Thirty things I hope my kids remember when they leave home
- Chad Horenfeldt
- Dec 20, 2025
- 4 min read
"Imagine it’s the final night your son or daughter is living in your house." What advice would you give them?
This is an exercise in the book "Day One Leadership" by Drew Dudley - Day One Leadership. It's called "Edge of the bed advice" as you need to picture yourself at the edge of your child's bed on the final night that they are in your house. What is the best life advice that you would provide them? What are the insights that have contributed to your happiness?

This exercise asks you to write down 30 pieces of advice you’d want to pass on as if tonight were the last night your child is living at home. Below is my second attempt at this ‘Edge of the Bed’ reflection — drawn from what I’ve learned about life, leadership, and happiness (first attempt is here). I hope you find something in it that resonates, and I wish you all the very best in the new year.
Assume the best of others - keep an open mind and take the time to hear others out.
When in doubt about how to use your time, spend time with family and those you love. Make time for your children now, because the time you invest today shapes the relationship you’ll have later.
If you want to grow, it's not just about trying. You need to push yourself out of your comfort zone. This is true for exercise, learning, relationships, finances, your career, and more.
Ultimately, career success comes down to taking action and delivering results.
Respond, don't react. Take a moment and put yourself in the other person's shoes before you act.
Don't just learn for the sake of learning. Share what you've learned with others.
Don't expect others to toot your horn - you need to be the one who does the tooting.

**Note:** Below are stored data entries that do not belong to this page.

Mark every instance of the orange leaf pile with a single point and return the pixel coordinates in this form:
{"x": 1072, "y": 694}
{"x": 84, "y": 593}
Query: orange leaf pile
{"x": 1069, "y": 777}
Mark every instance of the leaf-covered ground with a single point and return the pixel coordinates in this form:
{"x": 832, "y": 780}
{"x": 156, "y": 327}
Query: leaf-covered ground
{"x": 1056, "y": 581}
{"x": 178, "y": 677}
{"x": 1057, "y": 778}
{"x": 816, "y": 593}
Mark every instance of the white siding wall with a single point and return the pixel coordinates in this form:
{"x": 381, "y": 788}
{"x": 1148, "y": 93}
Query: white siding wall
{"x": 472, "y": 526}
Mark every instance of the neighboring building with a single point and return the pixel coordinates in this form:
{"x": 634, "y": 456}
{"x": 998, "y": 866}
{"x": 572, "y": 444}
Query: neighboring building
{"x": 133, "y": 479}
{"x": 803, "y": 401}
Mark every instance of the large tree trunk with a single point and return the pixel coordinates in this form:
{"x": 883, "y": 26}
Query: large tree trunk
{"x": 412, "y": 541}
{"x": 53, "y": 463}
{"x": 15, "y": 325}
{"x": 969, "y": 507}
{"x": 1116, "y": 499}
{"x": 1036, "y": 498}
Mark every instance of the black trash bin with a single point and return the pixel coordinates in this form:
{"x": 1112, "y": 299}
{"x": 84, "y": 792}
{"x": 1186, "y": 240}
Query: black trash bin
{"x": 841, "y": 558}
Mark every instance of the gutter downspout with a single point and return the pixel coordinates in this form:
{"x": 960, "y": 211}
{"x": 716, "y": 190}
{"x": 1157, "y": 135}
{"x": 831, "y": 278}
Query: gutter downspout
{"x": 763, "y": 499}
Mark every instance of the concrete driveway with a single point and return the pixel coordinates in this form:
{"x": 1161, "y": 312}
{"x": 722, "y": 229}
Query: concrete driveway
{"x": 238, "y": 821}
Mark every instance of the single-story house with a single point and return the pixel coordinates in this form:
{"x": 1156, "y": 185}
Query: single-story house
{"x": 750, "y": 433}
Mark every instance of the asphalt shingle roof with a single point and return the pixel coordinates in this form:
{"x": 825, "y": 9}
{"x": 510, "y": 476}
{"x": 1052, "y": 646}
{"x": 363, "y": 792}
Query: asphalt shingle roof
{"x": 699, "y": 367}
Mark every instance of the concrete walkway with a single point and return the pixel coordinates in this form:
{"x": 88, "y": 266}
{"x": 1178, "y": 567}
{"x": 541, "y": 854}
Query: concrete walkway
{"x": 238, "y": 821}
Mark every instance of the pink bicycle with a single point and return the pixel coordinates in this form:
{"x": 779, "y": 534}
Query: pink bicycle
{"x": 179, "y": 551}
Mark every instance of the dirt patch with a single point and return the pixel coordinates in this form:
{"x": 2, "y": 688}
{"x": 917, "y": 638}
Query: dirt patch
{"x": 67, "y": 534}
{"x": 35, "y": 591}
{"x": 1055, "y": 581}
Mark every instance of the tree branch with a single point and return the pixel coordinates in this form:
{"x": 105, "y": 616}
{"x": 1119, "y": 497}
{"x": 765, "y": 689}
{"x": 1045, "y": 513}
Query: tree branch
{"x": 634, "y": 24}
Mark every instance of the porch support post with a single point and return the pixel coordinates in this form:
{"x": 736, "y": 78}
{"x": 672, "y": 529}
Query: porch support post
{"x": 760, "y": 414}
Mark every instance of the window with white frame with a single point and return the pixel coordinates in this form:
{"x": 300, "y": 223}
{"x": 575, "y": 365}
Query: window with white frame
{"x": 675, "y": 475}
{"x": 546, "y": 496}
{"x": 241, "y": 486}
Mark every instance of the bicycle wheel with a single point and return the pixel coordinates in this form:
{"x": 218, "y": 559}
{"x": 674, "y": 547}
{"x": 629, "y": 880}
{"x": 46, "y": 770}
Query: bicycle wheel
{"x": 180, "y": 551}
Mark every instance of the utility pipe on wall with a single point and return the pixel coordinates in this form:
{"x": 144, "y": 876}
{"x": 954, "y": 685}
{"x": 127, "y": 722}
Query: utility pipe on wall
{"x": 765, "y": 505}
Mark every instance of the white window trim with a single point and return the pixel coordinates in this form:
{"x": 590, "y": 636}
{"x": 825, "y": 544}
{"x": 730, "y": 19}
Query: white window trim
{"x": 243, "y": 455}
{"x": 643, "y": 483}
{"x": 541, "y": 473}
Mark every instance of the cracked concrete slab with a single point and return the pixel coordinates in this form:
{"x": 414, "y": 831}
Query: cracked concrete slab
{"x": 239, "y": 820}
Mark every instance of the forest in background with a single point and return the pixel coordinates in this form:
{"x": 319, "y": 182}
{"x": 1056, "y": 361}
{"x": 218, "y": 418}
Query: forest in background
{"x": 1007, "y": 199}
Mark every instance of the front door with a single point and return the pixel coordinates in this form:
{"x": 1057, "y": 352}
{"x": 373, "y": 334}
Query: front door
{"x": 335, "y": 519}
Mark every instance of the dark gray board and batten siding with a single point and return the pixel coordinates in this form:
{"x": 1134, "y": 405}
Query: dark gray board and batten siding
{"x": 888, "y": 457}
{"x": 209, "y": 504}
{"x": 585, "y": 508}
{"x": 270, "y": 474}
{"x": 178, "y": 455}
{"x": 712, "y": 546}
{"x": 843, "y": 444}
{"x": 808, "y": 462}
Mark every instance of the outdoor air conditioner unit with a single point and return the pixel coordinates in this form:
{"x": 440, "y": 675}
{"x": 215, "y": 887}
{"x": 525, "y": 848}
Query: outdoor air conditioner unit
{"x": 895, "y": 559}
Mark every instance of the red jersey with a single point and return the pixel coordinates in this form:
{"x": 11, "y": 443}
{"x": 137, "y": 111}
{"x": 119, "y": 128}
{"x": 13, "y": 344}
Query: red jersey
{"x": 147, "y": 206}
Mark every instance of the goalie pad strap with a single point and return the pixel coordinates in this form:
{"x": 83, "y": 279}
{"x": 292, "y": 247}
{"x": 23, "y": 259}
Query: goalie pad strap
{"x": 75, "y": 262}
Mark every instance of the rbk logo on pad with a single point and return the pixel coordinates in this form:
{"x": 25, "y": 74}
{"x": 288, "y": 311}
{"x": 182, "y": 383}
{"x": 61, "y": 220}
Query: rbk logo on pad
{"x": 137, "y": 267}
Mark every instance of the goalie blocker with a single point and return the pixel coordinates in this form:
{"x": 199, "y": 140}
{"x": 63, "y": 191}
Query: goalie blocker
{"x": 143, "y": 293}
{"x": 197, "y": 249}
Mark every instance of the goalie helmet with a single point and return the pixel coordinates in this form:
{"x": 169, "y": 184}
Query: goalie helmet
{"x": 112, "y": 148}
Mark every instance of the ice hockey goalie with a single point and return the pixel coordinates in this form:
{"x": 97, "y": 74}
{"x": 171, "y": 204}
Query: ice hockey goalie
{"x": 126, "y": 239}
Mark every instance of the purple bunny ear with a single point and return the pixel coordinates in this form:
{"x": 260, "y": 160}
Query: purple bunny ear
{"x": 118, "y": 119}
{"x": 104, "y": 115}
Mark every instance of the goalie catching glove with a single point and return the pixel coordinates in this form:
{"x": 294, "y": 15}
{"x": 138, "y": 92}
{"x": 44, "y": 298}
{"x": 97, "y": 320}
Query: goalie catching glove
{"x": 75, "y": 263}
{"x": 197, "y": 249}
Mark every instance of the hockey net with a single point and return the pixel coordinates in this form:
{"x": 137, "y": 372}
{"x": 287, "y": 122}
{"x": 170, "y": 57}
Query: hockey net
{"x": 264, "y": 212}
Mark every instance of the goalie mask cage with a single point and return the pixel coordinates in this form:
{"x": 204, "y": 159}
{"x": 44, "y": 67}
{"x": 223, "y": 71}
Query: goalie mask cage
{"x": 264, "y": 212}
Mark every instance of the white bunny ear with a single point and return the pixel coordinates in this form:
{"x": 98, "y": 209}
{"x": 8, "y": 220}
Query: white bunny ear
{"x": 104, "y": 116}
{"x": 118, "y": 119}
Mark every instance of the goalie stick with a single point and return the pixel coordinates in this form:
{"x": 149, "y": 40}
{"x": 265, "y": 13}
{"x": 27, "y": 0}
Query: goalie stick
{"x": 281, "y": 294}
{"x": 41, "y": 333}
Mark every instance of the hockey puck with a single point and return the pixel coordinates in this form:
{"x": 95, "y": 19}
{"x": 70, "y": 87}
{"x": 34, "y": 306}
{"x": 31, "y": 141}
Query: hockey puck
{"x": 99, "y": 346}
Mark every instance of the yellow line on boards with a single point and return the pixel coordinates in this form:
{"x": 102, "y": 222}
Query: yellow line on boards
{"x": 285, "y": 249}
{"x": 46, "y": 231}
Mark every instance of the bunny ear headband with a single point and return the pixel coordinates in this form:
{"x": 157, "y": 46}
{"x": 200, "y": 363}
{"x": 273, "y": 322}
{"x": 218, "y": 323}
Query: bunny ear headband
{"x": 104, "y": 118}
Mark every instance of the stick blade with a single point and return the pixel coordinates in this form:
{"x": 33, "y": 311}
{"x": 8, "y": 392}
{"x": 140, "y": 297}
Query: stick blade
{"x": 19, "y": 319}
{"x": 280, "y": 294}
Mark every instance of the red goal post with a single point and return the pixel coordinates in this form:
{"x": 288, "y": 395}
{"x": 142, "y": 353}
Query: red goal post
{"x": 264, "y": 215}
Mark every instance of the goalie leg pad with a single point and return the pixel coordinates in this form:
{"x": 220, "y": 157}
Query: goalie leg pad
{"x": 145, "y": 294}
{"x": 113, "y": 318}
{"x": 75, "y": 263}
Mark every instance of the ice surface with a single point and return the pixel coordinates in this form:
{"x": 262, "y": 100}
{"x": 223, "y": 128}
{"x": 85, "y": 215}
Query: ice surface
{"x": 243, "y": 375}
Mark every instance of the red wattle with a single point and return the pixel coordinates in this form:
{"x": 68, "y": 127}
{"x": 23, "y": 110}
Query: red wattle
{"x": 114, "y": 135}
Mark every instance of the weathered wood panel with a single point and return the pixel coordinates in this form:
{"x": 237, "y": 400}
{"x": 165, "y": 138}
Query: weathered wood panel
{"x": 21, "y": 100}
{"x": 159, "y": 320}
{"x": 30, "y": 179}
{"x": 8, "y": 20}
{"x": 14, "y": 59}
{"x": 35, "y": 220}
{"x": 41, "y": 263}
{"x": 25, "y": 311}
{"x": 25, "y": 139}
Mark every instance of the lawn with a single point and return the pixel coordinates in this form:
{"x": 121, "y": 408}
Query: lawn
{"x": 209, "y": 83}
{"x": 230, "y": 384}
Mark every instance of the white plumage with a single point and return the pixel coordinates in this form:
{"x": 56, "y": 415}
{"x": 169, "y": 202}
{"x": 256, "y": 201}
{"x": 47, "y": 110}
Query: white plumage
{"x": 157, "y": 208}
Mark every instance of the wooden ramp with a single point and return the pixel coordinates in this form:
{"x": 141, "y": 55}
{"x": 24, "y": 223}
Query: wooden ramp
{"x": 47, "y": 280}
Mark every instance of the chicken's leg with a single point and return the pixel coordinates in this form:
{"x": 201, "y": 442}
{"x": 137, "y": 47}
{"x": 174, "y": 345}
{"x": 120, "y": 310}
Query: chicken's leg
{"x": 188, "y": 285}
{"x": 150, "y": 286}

Hard work and determination prevail over everything. If you are passionate about what you are doing, this makes it easier, but you'll sometimes have to do things you don't want to if you want to take the next step. There are no short-cuts.
Show other people that you care about them. Treat people as they want to be treated.
It's not about what the other person did for you. Do things without expecting anything in return.
Focus on what you can control, not what you can't. Recognize what you can't control and be OK with that. If it's a challenging situation that you can control, see it as an opportunity - don't just throw in the towel.
You can't go at it alone. Seek advice and help from others. Hold your ego in check as it may be preventing you from letting your guard down.
Writing clarifies your thoughts. Write down what you have learned, what is troubling you, or what you aspire to do. Keep a journal and return to it often. The ordinary moments fade faster than you think, and many of them matter more than you realize.
You can't achieve without planning. Plan your day, your week, your month, your year, your next 5 years. Set out high-level goals, then build a plan for achieving them. Be as specific as possible. Put systems in place to achieve your goals.
Treat your spouse as your equal partner in everything: child-rearing, housework, money, intellect - everything.
Exercise regularly. Don't take your health for granted. Find something you enjoy and do it consistently.
If you aren't happy with your job for a consistent period, leave it. It's not worth staying in something if you are unhappy. Before you do, be sure to identify the source of the problem so you can avoid it in the future.
Invest in yourself. The returns compound over time. This includes reading, exercising, continuing your education, seeking out mentors, and more. You are never done.
Help others as best you can. It doesn’t require money, just openness and a willingness to share when asked.
Do the things you want to do now. If you keep postponing them, many will never happen — travel, that concert, or telling someone you love them.
Be happy and proud of what you have rather than what you don't. Stop comparing yourself to others.
Limit the time you spend on things that provide little value. We all have our vices. Look for ways to shut those out so you can focus on what will bring you the most fulfillment over the long haul.
Go on quiet walks for the sake of walking. Walking is good for your health and feeds the mind and the soul.
Get a pet. Pets (dogs in my case) improve your well-being and deepen the love in your family.
Failure is never final. It’s a necessary part of success.
Take time off to heal and to spend time with friends and family. When planning your schedule, start by booking vacation time off.
Tell your loved ones that you love them every day. Tell people that you admire that you appreciate them.
Start with patience. Be patient with others, with your career, and with your family. At times, things may seem uncomfortable or strange but look further down the road for a light at the end of the tunnel. If there is no light, it's time for a change.
Communicate with your parents as often as you can. You will be sorry when you can't anymore. Make sure you tell them how you feel - don't hold back.
If it's important to you, don't give up. If you're hitting a wall, seek out advice, take a pause, or try to reframe the problem. The things you want the most will be the hardest to attain but they usually bring the sweetest rewards. It's OK if you hit a blocker. Stick with it.
As a bonus, I would include "Done is better than perfect". Too often, we can get stuck in the details and desire perfection. It's not worth it.
Some of these lessons I’ve lived well; others I’m still working on. Like everyone else, I’m very much a work in progress. Are there any that resonated with you? I encourage you to try this exercise yourself.